Elle avait prévenu : «Ce qui va se passer risque d’être très très choquant. S’il y a des gens qui sont mineurs, ne restez pas.» Océane avait 19 ans. A 16 h 30 mardi, elle s’est jetée sous le RER C à la gare d’Egly (Essonne) en se filmant en direct avec son téléphone sur Periscope, cette application de vidéos instantanées. Un suicide en live, avant que l’écran ne devienne noir.
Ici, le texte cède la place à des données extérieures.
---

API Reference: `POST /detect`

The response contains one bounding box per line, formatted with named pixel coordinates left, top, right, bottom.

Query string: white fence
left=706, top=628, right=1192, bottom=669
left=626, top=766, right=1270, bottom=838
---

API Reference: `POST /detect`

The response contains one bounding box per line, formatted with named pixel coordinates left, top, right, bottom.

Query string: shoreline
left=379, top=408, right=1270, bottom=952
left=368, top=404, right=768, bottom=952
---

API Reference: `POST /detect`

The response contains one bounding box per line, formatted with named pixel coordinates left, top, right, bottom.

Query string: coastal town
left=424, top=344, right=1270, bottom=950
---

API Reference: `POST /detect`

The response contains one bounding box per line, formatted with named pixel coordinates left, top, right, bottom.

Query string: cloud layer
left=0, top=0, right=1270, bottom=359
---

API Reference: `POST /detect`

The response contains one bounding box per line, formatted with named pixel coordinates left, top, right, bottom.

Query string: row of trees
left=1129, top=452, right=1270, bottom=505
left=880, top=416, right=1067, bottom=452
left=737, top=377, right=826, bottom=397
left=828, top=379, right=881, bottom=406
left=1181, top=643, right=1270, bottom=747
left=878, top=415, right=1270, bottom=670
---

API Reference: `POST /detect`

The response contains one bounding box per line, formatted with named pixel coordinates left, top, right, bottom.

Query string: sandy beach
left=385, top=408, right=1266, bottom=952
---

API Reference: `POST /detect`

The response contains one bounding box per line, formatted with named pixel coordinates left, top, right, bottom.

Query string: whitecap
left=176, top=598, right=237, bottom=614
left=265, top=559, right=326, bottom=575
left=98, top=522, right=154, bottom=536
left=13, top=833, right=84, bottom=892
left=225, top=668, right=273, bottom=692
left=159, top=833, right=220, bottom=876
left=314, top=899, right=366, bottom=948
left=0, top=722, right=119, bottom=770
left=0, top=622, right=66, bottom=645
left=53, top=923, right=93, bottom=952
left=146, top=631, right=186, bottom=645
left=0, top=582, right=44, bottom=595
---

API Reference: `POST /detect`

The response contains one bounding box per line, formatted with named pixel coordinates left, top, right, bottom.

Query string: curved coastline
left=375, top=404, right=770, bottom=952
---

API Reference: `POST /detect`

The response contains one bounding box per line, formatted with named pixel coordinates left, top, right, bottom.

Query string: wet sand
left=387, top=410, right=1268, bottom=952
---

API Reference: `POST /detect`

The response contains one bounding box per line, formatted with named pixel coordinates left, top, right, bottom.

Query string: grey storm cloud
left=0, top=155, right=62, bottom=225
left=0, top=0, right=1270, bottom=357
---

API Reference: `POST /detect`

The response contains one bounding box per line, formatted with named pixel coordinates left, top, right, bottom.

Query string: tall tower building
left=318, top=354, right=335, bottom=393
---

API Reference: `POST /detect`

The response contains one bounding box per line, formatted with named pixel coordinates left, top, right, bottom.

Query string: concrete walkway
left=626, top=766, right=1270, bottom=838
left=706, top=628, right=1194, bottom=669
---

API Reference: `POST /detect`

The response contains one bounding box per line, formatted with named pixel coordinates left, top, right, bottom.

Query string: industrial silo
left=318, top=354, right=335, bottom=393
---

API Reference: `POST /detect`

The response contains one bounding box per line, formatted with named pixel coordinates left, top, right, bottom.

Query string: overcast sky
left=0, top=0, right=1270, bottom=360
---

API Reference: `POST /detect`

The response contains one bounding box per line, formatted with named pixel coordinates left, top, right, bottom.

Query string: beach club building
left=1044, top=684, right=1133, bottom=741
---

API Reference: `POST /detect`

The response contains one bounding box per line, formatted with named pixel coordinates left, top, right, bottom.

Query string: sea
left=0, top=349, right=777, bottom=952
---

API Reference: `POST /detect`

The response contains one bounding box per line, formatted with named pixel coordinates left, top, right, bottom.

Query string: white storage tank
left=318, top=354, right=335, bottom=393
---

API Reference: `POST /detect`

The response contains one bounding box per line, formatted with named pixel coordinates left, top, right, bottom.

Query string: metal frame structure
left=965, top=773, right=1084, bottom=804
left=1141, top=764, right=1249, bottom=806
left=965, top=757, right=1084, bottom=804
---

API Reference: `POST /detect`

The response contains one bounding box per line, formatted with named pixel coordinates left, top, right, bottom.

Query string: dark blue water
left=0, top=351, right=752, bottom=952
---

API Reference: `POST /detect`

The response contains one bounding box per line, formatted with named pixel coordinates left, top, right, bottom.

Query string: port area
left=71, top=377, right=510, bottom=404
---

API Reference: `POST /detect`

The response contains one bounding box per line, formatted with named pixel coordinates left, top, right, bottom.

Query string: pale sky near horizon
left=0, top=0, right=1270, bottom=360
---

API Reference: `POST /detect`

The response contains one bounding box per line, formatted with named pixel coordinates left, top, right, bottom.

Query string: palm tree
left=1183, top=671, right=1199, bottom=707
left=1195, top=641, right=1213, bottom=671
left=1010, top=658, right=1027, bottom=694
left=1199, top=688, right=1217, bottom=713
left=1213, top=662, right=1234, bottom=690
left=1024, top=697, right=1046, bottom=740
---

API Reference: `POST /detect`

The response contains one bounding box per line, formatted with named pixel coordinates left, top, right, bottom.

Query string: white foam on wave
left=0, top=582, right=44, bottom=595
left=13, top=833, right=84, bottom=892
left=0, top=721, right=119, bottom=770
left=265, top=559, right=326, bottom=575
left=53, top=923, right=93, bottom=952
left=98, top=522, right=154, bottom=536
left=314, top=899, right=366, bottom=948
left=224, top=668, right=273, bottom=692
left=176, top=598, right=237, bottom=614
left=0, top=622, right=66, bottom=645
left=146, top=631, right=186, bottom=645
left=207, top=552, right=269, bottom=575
De cette jeune femme passée à l’acte on ne sait pas encore grand-chose. Certains de ses proches ont évoqué un «profil psychologique fragile». Avant de mettre fin à ses jours, Océane a envoyé un SMS à un ami de son ex-compagnon dans lequel elle évoque «des violences et un viol» que celui-ci lui aurait fait subir, a déclaré le procureur d’Evry, Eric Lallement, avant d’ajouter que «l’audition de cette personne est en cours».
Moyens violents
Un fait divers ? A l’évidence. Mais un fait divers qui pose des questions (lire ci-contre) et demande une mise en contexte. Tous les jours, selon les enquêtes de l’Inserm (Institut national de la santé et de la recherche médicale), deux à trois jeunes de moins de 25 ans mettent fin à leurs jours. Deuxième cause de mortalité chez les jeunes après les accidents de la route, le suicide affiche tous les ans un triste bilan qui va de 600 à 1 000 décès. Le plus souvent des garçons (trois pour une fille), qui utilisent majoritairement des moyens violents : 70 % se suppriment par pendaison ou arme à feu. Viennent ensuite ceux qui se précipitent vers la mort à bord d’un véhicule ou en se jetant contre eux.
La mort d’Océane est de ce point de vue singulière, comme l’analyse Xavier Pommereau, chef du pôle aquitain de l’adolescent au CHU de Bordeaux, qui vient tout juste de publier un ouvrage intitulé le Goût du risque à l’adolescence (Albin Michel). Selon lui, «il y a davantage de décès chez les garçons car ils utilisent des méthodes plus radicales, quand les jeunes femmes ont davantage recours à l’intoxication médicamenteuse. En revanche, parmi les 40 000 à 50 000 tentatives de suicide des moins de 25 ans tous les ans, on dénombre trois filles pour un garçon, énonce Xavier Pommereau. Les jeunes hommes ont davantage tendance à tenter de sortir de leur souffrance par des actes antisociaux, de vandalisme par exemple, alors que les jeunes filles et jeunes femmes intériorisent davantage et cherchent à se faire du mal».
Sans se livrer à de la psycho ou de la socio de bazar sur un triste fait divers, le psychiatre note que la victime a évoqué «un viol». «Hors les cas des maladies mentales, comme la schizophrénie, qui peut conduire à un suicide, la grande cause de suicides reste les violences sexuelles subies. Dans mon service, parmi ceux qui ont tenté de se suicider cela concerne une jeune fille sur trois, et un garçon sur sept. Les abus ont eu lieu le plus souvent dans l’enfance, par un proche. Cela peut pulvériser l’identité de quelqu’un.» Et les ruptures sentimentales, comme celle que suggère Océane dans les vidéos qu’elle a diffusées avant sa mort ? «Ce sont souvent des causes superficielles qui en cachent d’autres.»